My problem with mathematical induction is that a lot of the time it’s simple to prove a statement is true (just do enough of the algebra calisthenics) yet just because a statement is true doesn’t mean that you learned all that much about a problem. I think everyone that ever took a discrete math class had to churn out the proof for the following statement.

1 + 2 + \cdots + n = \frac{n(n + 1)}{2}

Certainly the wikipedia page on induction doesn’t fail to include this as an example.
This is the canonical inductive proof. However to me it’s not interesting. I think deriving the solution is easy enough. More interesting is deriving the solution to the sum of square or sum of cubes or an arbitrary higher power.

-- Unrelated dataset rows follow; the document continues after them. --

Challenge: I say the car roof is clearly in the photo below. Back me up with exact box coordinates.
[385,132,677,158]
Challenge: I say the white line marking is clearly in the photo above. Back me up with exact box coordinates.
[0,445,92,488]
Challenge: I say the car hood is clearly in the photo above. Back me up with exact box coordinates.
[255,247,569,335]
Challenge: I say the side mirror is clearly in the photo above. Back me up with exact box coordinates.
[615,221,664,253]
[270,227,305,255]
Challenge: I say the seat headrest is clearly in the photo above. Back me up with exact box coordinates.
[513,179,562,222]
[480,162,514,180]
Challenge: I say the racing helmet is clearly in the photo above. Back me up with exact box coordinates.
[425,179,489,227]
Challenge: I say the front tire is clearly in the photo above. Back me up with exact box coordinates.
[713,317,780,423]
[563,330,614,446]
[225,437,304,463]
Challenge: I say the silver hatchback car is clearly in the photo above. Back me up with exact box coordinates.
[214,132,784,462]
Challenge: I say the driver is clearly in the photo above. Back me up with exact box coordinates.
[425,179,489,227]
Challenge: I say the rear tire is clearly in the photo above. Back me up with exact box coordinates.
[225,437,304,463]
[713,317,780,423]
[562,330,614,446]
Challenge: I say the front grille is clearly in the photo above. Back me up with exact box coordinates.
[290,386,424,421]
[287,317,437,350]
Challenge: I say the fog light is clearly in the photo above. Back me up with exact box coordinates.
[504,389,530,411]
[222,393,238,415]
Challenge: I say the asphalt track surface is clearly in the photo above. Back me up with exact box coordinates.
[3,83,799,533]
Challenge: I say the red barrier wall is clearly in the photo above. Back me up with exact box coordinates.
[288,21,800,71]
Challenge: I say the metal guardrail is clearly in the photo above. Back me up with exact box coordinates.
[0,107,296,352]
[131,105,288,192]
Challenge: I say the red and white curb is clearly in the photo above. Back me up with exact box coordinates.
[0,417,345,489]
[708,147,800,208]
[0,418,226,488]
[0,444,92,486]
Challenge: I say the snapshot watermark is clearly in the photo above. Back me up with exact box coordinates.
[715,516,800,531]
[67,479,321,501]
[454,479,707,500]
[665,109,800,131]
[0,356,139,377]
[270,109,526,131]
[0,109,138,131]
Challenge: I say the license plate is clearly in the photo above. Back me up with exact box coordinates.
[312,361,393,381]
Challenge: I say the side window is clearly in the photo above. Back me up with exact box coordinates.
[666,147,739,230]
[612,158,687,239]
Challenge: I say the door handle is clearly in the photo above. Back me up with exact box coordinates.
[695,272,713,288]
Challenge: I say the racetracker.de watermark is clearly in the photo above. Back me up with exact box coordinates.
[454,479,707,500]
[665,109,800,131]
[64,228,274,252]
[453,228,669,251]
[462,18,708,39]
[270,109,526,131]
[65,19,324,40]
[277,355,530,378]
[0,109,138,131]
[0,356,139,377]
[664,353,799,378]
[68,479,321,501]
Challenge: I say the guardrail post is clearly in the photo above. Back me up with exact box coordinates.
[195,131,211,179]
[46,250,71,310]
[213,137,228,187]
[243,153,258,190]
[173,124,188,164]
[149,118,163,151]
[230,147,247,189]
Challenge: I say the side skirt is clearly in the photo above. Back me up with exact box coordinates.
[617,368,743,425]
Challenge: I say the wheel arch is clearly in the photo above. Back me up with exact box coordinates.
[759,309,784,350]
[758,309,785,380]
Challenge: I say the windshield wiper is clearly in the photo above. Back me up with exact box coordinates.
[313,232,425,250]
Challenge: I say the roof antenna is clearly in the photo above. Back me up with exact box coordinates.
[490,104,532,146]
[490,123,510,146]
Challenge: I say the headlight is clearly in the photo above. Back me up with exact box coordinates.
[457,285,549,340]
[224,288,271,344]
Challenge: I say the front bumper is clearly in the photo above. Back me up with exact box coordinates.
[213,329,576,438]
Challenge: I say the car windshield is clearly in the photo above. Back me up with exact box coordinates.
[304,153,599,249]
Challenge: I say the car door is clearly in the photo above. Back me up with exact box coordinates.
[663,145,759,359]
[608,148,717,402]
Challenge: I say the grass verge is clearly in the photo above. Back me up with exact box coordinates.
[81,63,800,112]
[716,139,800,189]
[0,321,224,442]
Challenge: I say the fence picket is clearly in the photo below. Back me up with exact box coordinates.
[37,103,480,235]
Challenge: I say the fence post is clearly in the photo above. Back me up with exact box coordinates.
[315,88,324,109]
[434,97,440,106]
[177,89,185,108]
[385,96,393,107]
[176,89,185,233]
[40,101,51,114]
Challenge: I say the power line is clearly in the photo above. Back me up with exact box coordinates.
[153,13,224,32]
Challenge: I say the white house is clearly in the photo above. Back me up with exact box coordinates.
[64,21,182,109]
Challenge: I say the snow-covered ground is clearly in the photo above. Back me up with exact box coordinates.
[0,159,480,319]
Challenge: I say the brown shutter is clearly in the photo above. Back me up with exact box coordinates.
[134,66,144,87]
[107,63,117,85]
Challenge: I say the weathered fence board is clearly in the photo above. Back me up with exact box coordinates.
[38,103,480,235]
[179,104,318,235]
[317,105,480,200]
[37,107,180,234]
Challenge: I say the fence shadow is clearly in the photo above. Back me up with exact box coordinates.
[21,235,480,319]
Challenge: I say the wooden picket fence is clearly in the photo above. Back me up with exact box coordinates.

1^2 + 2^2 + \cdots + n^2 = \frac{n(n+1)(2n+1)}{6}
1^3 + 2^3 + \cdots + n^3 = \frac{n^2(n+1)^2}{4}

I was curious as to how these formulas came to be. It’s all well and good to say, “Sure, this formula does indeed work”, and it’s a different thing to derive it.
For convenience I will write the identities in the following way:

\displaystyle\sum_{1}^{n}{i} = \frac{n(n + 1)}{2}

The crux of the derivation for higher powers lies in the fact that:
 \displaystyle\sum_{1}^{n}{(i+1)^2-i^2} = (n+1)^2-1
to see why this is so, plug in the first few terms of the expansion of (i+1)^2 as well as the last few terms:
(i+1)^2 = 2^2 + 3^2 + \cdots + (n-3)^2 + (n-2)^2 + (n-1)^2+ n^2 + (n+1)^2
i^2 = 1^2 + 2^2 + 3^2 + \cdots + (n-3)^2 + (n-2)^2 + (n-1)^2+ n^2
Subtracting all the like terms, only two terms remain: -1 and (n+1)^2
Here’s the derivation:
 \displaystyle\sum_{1}^{n}{(i+1)^2-i^2} = \displaystyle\sum_{1}^{n}{(i^2+2i+1)-i^2} = \displaystyle\sum_{1}^{n}{2i+1} = (n+1)^2-1
\displaystyle\sum_{1}^{n}{2i+1} = \displaystyle2\sum_{1}^{n}{i} + \displaystyle\sum_{1}^{n}{1} = \displaystyle2\sum_{1}^{n}{i} + n = (n+1)^2-1
\displaystyle\sum_{1}^{n}{i} = \frac{(n+1)^2-1 - n}{2}
\displaystyle\sum_{1}^{n}{i} = \frac{n(n+1)}{2}

By a similar argument the sum of cubes is derived as well:
 \displaystyle\sum_{1}^{n}{(i+1)^3-i^3} = (n+1)^3-1
 \displaystyle\sum_{1}^{n}{(i+1)^3-i^3} = \displaystyle\sum_{1}^{n}{3i^2+3i+1} = (n+1)^3-1
\displaystyle\sum_{1}^{n}{i^2} = \frac{(n+1)^3-1 - n - \frac{3n(n+1)}{2}}{3}
After plenty of simplification the simplified form does indeed come out
\displaystyle\sum_{1}^{n}{i^2} =  \frac{n(n+1)(2n+1)}{6}

The same process can be used to derive sums of cubes and any other power, as long as the sums of previous powers are known.